In the remaining storyline of the novel, the clones struggle to regain the sense of intimacy and friendship which they experienced during the early years at Hailsham. However, neither at the Cottages, where they spend a few years before becoming “carers” or beginning their donations, nor after, do they manage to truly overcome the powerlessness that grants them only ever fleeting moments of fulfilling attachment. At the Cottages, Tommy and Kathy slowly begin to take each other into their confidences again, and appear to finally act on their latent romantic feelings for each other. Yet this intimacy shatters when Ruth encourages Kathy to ridicule Tommy’s newfound creativity. Ruth is lashing out as a consequence of her struggle with her lack of power over her future – the clones’ preoccupation with finding their genetic originals, or “possibles” (137), had her briefly entertain a fantasy of working in an office.

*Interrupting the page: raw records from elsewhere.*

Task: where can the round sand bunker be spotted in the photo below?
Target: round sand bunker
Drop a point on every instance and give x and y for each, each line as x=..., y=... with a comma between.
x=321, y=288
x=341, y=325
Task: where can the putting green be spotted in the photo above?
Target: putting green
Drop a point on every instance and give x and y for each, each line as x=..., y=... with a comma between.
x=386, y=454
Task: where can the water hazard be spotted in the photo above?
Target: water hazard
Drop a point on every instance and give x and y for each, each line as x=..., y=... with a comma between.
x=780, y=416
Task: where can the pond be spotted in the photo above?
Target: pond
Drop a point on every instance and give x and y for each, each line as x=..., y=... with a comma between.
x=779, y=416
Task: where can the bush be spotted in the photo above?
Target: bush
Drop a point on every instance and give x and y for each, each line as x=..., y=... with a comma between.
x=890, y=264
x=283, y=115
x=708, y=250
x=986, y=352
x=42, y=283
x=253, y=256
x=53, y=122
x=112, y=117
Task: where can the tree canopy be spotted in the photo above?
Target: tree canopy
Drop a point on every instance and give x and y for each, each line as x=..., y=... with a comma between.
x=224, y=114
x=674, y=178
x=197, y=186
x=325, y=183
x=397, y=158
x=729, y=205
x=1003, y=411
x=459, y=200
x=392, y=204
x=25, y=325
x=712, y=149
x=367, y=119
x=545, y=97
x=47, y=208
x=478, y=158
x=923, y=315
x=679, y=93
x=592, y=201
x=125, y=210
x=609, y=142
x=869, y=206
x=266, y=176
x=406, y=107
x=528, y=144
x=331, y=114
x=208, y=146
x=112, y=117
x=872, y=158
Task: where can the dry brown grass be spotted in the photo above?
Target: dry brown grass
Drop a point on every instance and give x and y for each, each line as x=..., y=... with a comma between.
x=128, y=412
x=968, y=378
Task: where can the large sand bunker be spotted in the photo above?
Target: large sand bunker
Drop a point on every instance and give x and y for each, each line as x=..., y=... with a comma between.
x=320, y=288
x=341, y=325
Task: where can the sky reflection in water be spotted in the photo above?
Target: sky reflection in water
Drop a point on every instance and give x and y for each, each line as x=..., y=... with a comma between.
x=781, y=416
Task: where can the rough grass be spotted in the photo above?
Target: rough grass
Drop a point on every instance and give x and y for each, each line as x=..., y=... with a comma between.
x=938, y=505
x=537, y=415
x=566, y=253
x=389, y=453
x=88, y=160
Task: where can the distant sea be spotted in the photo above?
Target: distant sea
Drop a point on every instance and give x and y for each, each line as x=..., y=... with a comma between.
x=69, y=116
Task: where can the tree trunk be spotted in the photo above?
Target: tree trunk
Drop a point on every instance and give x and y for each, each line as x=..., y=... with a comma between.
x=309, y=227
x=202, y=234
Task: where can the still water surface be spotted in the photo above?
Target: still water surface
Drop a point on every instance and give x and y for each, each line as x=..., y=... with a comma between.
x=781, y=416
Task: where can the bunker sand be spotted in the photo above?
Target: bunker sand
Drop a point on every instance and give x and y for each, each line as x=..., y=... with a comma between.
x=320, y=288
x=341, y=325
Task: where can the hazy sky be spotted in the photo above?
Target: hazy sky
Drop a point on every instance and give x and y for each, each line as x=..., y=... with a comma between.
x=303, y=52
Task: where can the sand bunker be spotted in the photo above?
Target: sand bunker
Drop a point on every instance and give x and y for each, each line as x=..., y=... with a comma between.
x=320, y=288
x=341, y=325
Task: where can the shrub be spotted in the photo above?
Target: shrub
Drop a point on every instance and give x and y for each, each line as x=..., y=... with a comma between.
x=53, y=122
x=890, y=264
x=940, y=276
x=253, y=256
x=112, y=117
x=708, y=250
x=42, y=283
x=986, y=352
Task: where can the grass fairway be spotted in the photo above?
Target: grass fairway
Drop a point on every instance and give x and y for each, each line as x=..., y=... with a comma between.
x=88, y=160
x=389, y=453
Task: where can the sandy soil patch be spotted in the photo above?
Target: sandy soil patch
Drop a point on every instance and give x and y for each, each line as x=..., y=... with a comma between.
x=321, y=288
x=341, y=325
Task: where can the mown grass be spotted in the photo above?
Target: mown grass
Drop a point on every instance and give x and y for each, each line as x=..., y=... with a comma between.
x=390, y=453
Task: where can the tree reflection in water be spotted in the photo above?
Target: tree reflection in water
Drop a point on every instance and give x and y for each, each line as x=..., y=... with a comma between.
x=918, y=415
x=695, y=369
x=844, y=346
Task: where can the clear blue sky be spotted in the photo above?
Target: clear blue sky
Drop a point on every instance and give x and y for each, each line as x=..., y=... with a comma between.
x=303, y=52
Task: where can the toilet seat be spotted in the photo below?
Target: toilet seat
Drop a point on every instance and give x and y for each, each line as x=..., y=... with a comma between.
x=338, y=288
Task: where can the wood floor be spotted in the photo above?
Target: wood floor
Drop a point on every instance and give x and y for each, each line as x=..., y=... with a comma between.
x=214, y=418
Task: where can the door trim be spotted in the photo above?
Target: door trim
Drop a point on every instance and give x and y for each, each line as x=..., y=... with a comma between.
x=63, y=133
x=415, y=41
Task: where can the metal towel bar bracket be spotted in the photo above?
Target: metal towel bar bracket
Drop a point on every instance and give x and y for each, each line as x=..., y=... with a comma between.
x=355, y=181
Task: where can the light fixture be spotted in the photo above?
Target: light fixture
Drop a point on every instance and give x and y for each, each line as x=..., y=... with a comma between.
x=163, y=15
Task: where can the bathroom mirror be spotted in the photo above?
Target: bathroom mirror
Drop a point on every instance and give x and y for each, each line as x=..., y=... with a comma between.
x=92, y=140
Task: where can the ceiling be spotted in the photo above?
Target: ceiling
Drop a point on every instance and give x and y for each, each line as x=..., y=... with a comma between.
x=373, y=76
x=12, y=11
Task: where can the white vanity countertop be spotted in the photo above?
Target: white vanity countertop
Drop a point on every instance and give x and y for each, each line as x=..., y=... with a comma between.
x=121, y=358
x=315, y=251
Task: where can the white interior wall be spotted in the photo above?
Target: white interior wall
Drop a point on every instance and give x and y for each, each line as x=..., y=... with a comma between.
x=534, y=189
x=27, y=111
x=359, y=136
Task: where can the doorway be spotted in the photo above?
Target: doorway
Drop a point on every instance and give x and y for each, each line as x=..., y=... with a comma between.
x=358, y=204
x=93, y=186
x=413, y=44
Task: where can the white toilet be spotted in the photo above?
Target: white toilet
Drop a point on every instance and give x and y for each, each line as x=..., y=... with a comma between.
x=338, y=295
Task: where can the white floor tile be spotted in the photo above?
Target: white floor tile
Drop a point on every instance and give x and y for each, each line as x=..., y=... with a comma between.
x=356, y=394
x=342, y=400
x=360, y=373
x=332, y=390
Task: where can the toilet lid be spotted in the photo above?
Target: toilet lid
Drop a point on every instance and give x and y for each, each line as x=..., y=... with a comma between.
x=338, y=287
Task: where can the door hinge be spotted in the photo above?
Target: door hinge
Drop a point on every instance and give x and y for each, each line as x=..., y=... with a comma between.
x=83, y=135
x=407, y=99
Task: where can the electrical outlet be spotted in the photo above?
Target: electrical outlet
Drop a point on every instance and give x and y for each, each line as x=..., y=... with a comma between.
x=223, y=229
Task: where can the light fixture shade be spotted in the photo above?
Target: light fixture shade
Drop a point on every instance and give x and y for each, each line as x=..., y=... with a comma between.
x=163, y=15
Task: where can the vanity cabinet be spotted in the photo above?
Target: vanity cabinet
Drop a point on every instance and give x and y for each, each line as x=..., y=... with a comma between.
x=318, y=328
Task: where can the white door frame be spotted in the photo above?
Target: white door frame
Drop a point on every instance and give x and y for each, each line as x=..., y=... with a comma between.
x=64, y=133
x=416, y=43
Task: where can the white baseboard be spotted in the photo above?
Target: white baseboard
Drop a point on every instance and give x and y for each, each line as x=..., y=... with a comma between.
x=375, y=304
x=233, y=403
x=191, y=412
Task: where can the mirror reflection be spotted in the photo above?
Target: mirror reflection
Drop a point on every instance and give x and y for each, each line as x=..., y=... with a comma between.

This taken together with the close link between art and Hailsham’s efforts to reform public perception of the clones, frames the ensuing quarrel that marks the end of their shared intimacy as a direct consequence of their inability to resist the genetic public infrastructure which brought them into being and continues to control their private lives.
At the close of the novel, Hailsham’s ideologically restrictive knowledge economy is criticized by the clones and their inability to control knowledge about their own lives is shown to be among the most traumatic consequences of their powerlessness – their lack of ownership over their own bodies is already a tragic given. Towards the end of her career as carer, Kathy becomes the carer of both Ruth and Tommy. Shortly before she dies, Ruth is grief-stricken about keeping Kathy and Tommy apart and urges them to finally follow up on the rumour that Hailsham students can get a “deferral” of their donations if they can show that they are truly in love (212). Kathy and Tommy indeed embrace their lingering romantic feelings for each other and enjoy an untoward intimacy that now also includes the physical proximity of sex. However, their intimacy continues to be fragile, a melancholy sense of missed opportunities undercutting their happiness, which is always “tinged with sadness” (218; see also Choksey 104). Nevertheless, they manage to approach their former headmistress about the deferral, only to discover that the possibility never existed. Although the rumour had not been started by the governors of Hailsham, Miss Emily and Madame, the false hopes raised by the rumour feed into the larger ideology pursued by the school.
In order to present the clones as fully human to the public, the governors of Hailsham provided them with a liberal-humanist education. Their aim to reform their society’s view of the clones appears well-intended and their care of the clones stands in sharp contrast to most other facilities in the country. However, it is precisely because by the end of the narrative the clones clearly appear as fully human that, to the reader at least, their inability to live out the promises of their education is all the more tragic. And it is part of the novel’s critique of Hailsham’s valiant efforts that the school’s education seems complicit in the country’s oppression of the clones (see also Armstrong 451). Underlined by the school’s closure by the end of the novel, Hailsham’s protection from the outside world was always only to be a short-lived reprieve from the public’s demands on the clones’ bodies and genetic information.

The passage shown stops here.